Das schreckliche Libretto
Aber dieser Text, den der Theaterdirektor und Uraufführungs-Papagano -Emanuel Schikaneder da verfasst hat! Die Gut-böse-Befunde wechseln gegen alle Gesetze der Logik binnen knapper zehn Minuten: Eben erst hat sich -Tamino von der Königin der Nacht überzeugen lassen, dass im Sonnenreich der pure Terror herrscht. Nun singt ihm am Grenzübergang bloß der Hausmeister des verhassten Sarastro etwas vor („ein Weib tut wenig, plaudert viel“, glaubt der Sprecher), und schon prescht der Prinz wie ein gesengter Eber in die -Gegenrichtung.

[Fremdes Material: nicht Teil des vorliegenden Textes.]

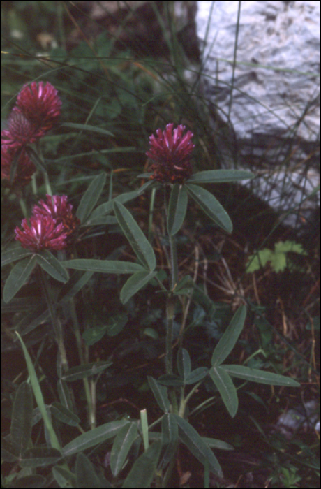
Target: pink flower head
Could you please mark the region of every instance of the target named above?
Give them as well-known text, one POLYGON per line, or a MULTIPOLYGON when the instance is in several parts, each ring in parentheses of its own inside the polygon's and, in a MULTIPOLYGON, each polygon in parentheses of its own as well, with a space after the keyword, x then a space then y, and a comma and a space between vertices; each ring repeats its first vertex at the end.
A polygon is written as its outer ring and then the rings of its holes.
POLYGON ((33 216, 50 216, 57 224, 62 223, 64 232, 69 237, 73 234, 80 224, 80 220, 73 214, 73 205, 67 203, 67 196, 46 195, 46 200, 41 199, 38 205, 34 205, 33 216))
POLYGON ((164 183, 184 183, 193 173, 190 162, 191 153, 195 145, 191 140, 193 133, 185 126, 178 126, 173 131, 174 124, 168 124, 162 132, 157 129, 157 138, 149 137, 150 149, 146 154, 154 162, 150 167, 154 173, 151 178, 164 183))
MULTIPOLYGON (((61 101, 58 92, 49 82, 32 82, 22 87, 17 105, 24 116, 39 132, 45 133, 54 126, 60 115, 61 101)), ((41 135, 42 136, 42 135, 41 135)))
POLYGON ((56 123, 61 108, 58 92, 48 82, 24 85, 9 116, 8 129, 1 131, 1 143, 20 147, 35 143, 56 123))
POLYGON ((64 249, 67 246, 67 233, 63 223, 57 224, 50 216, 32 216, 30 224, 23 219, 21 225, 23 231, 17 226, 15 229, 15 239, 21 242, 23 248, 33 251, 43 249, 64 249))
POLYGON ((26 119, 17 107, 14 107, 8 120, 8 129, 1 131, 1 143, 10 147, 31 144, 43 136, 43 132, 26 119))
MULTIPOLYGON (((6 145, 1 145, 1 180, 3 179, 10 182, 11 164, 18 151, 19 148, 10 147, 6 145)), ((24 187, 27 185, 36 171, 36 166, 24 149, 22 149, 18 158, 17 171, 12 182, 12 187, 24 187)))

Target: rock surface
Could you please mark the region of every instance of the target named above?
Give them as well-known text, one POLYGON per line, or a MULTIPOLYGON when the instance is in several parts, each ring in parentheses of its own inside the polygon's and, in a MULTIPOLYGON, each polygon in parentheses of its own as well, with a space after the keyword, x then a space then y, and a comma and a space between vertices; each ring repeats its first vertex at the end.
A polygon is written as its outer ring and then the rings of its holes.
POLYGON ((285 224, 311 219, 320 192, 318 1, 197 2, 204 96, 225 167, 250 167, 285 224), (241 5, 240 10, 239 7, 241 5), (238 20, 239 15, 239 20, 238 20))

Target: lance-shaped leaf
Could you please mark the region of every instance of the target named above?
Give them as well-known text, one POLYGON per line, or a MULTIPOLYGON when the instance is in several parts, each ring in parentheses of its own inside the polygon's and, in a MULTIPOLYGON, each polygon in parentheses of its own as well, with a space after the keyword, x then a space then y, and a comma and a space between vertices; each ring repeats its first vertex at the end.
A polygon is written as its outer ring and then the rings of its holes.
POLYGON ((193 455, 203 465, 206 466, 208 464, 209 469, 216 474, 218 477, 223 477, 222 469, 216 458, 196 430, 177 414, 170 414, 170 416, 174 418, 179 426, 179 437, 193 455))
POLYGON ((219 183, 248 180, 253 178, 254 174, 244 170, 208 170, 194 173, 186 183, 219 183))
POLYGON ((32 391, 33 392, 33 395, 35 396, 36 402, 37 403, 38 407, 39 408, 39 411, 41 413, 41 416, 43 417, 45 428, 47 428, 47 432, 49 433, 52 447, 60 451, 60 444, 58 441, 58 438, 57 437, 57 435, 54 432, 54 430, 52 427, 51 420, 50 419, 47 413, 46 407, 43 400, 43 393, 37 378, 37 374, 36 373, 33 364, 32 363, 31 358, 30 358, 30 355, 28 353, 28 350, 26 348, 22 338, 17 331, 15 332, 15 334, 18 337, 19 341, 20 342, 21 346, 22 346, 24 358, 26 360, 27 367, 28 368, 28 373, 30 377, 30 382, 31 384, 32 391))
POLYGON ((133 190, 130 192, 124 192, 124 194, 121 194, 120 195, 117 196, 114 199, 108 200, 108 202, 105 202, 103 204, 100 204, 95 209, 95 210, 94 210, 91 212, 91 215, 90 216, 90 218, 87 220, 86 224, 96 224, 96 222, 98 221, 99 219, 102 219, 107 214, 112 212, 112 204, 114 200, 120 202, 121 204, 124 204, 128 200, 132 200, 133 199, 136 198, 136 197, 142 194, 146 190, 146 189, 148 187, 149 187, 152 183, 153 180, 149 180, 145 184, 144 184, 144 185, 142 185, 142 187, 137 190, 133 190))
POLYGON ((31 251, 30 249, 26 249, 21 247, 16 247, 15 248, 12 248, 6 251, 3 251, 3 253, 1 253, 1 268, 4 267, 5 265, 8 265, 13 261, 21 260, 23 258, 26 258, 26 256, 33 254, 33 252, 31 251))
POLYGON ((41 268, 49 273, 54 279, 59 282, 62 282, 64 284, 68 282, 69 275, 67 270, 62 266, 61 263, 47 249, 44 249, 40 253, 37 253, 36 259, 41 268))
POLYGON ((186 210, 186 189, 184 185, 175 184, 170 194, 167 216, 167 231, 172 236, 180 230, 186 210))
POLYGON ((60 290, 57 302, 65 302, 70 300, 90 280, 92 275, 93 272, 85 272, 82 275, 75 272, 68 284, 66 284, 60 290))
POLYGON ((139 263, 118 260, 66 260, 61 263, 66 268, 100 273, 135 273, 146 270, 139 263))
POLYGON ((11 414, 11 443, 17 453, 28 448, 32 427, 32 392, 28 382, 22 382, 15 393, 11 414))
POLYGON ((82 224, 86 222, 97 203, 105 184, 106 176, 106 173, 100 173, 95 177, 82 196, 76 212, 82 224))
POLYGON ((65 445, 62 449, 63 455, 68 457, 103 443, 109 438, 113 438, 117 435, 119 430, 127 424, 129 424, 129 421, 126 419, 121 419, 118 421, 106 423, 94 428, 94 430, 87 431, 65 445))
POLYGON ((150 487, 157 468, 161 447, 160 440, 155 441, 137 459, 121 486, 124 489, 148 489, 150 487))
POLYGON ((231 353, 243 329, 246 315, 246 307, 239 307, 224 335, 215 347, 211 360, 213 366, 219 365, 231 353))
POLYGON ((65 127, 70 127, 73 129, 80 129, 81 131, 89 131, 93 133, 98 133, 99 134, 105 134, 105 136, 112 136, 114 134, 103 127, 97 127, 96 126, 90 126, 88 124, 76 124, 75 122, 64 122, 61 124, 65 127))
POLYGON ((191 358, 185 348, 180 348, 177 353, 177 370, 179 374, 185 382, 185 380, 191 373, 191 358))
POLYGON ((239 400, 237 392, 230 375, 223 366, 212 367, 209 371, 211 379, 216 386, 226 409, 232 418, 237 412, 239 400))
POLYGON ((154 279, 156 275, 157 272, 149 272, 148 270, 136 272, 136 273, 134 273, 130 277, 121 289, 120 293, 121 302, 122 304, 126 304, 136 292, 138 292, 138 291, 142 289, 142 287, 154 279))
POLYGON ((9 274, 3 287, 3 300, 8 302, 26 283, 35 265, 36 255, 20 260, 15 265, 9 274))
POLYGON ((257 368, 250 368, 244 365, 221 365, 227 373, 234 377, 248 380, 250 382, 268 384, 272 386, 288 386, 289 387, 299 387, 300 384, 293 379, 285 377, 272 372, 264 372, 257 368))
POLYGON ((187 385, 190 384, 196 384, 206 377, 208 373, 209 369, 207 367, 195 368, 195 370, 192 370, 191 374, 184 379, 184 383, 187 385))
POLYGON ((80 423, 78 416, 60 402, 52 402, 51 411, 55 418, 70 426, 77 426, 80 423))
POLYGON ((84 453, 77 453, 77 455, 76 481, 76 487, 79 489, 86 489, 86 488, 100 489, 100 488, 105 487, 101 484, 95 467, 84 453))
POLYGON ((165 467, 174 456, 178 435, 179 430, 176 419, 171 414, 164 414, 162 418, 162 444, 166 448, 161 460, 163 467, 165 467))
POLYGON ((168 400, 167 388, 165 387, 165 386, 161 386, 155 379, 153 379, 153 377, 151 377, 149 375, 147 376, 147 380, 149 387, 153 391, 153 394, 157 401, 157 404, 162 411, 165 413, 168 412, 170 404, 168 400))
POLYGON ((110 454, 110 468, 114 476, 121 470, 138 432, 137 422, 123 426, 118 432, 110 454))
MULTIPOLYGON (((53 465, 61 459, 61 454, 56 448, 47 446, 33 447, 27 450, 20 458, 19 465, 29 469, 53 465)), ((37 487, 32 486, 32 487, 37 487)))
POLYGON ((214 195, 198 185, 186 184, 185 187, 192 198, 212 221, 227 233, 232 232, 233 229, 232 221, 226 210, 214 195))
POLYGON ((130 243, 138 260, 145 268, 154 270, 156 266, 156 259, 153 247, 144 233, 129 210, 122 204, 115 200, 113 208, 118 224, 130 243))
POLYGON ((84 363, 82 365, 71 367, 66 374, 64 374, 62 379, 68 382, 73 382, 75 380, 84 379, 85 377, 97 375, 100 372, 103 372, 107 367, 112 365, 111 362, 92 362, 91 363, 84 363))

Dabei herrschen im Sonnenreich haarsträubende Zustände, die im Libretto allerdings unerörtert bleiben: Sklaverei und Prügelstrafe dienen der Durchsetzung der aufklärerischen Ideale, folgerichtig gibt Sarastro in der Hallen-Arie Bedenkliches zu verstehen: „Wen solche Lehren nicht erfreun, verdient es nicht, ein Mensch zu sein.“
Den Hass der nächtlichen Königin hat er übrigens auf sich gezogen, weil er -deren Tochter Pamina kidnappen ließ. Offiziell, um sie dem verderblichen Einfluss daheim zu entziehen. In Wahrheit aber rittern beide Majestäten brachial um den siebenfachen Sonnenkreis, der die Weltmacht garantiert. Sarastro hatte auch Nebenabsichten, zeigt sich dann gegenüber Pamina aber doch generös: „Zur Liebe will ich dich nicht zwingen, doch geb ich dir die Freiheit nicht.“
Sicher in diesem Umfeld ist nur eines: Als Kinderoper ist die „Zauberflöte“ -ungeeignet. Mit drei Stunden Aufführungsdauer und dem ständigen Changieren zwischen den heute infantil anmutenden Scherzen des Vogelhändlers Papageno – er ist Tamino als Diener zugeordnet – und dem freimaurerischen Initiationsritual ins pseudo-ägyptische Sonnenreich wird man den Nachwuchs eher verwirren.
Auch etwas Freimaurerei
Speziell die freimaurerischen Konnota-tionen wurden zum Teil aberwitzigen Deutungsversuchen unterworfen. Die Realität ist unspektakulär: Der freimaurerische Anteil existiert, ist aber nicht zu überschätzen. Vielmehr muss man sich vergegenwärtigen, dass die Auftragsopern der Vorstadtbühnen zu Mozarts Zeit mehrheitlich Recyclingprodukte waren. Der ernstlich verschuldete Mozart hatte das Werk in seinem Todesjahr 1791 zum Zweck schnellen Geldverdienens für das von seinem Freund Emanuel Schikaneder geleitete Freihaustheater auf der Wieden geschrieben: als eine von Dutzenden Opern, die jährlich hergestellt, bombastisch ausgestattet, abgespielt und weggeworfen wurden.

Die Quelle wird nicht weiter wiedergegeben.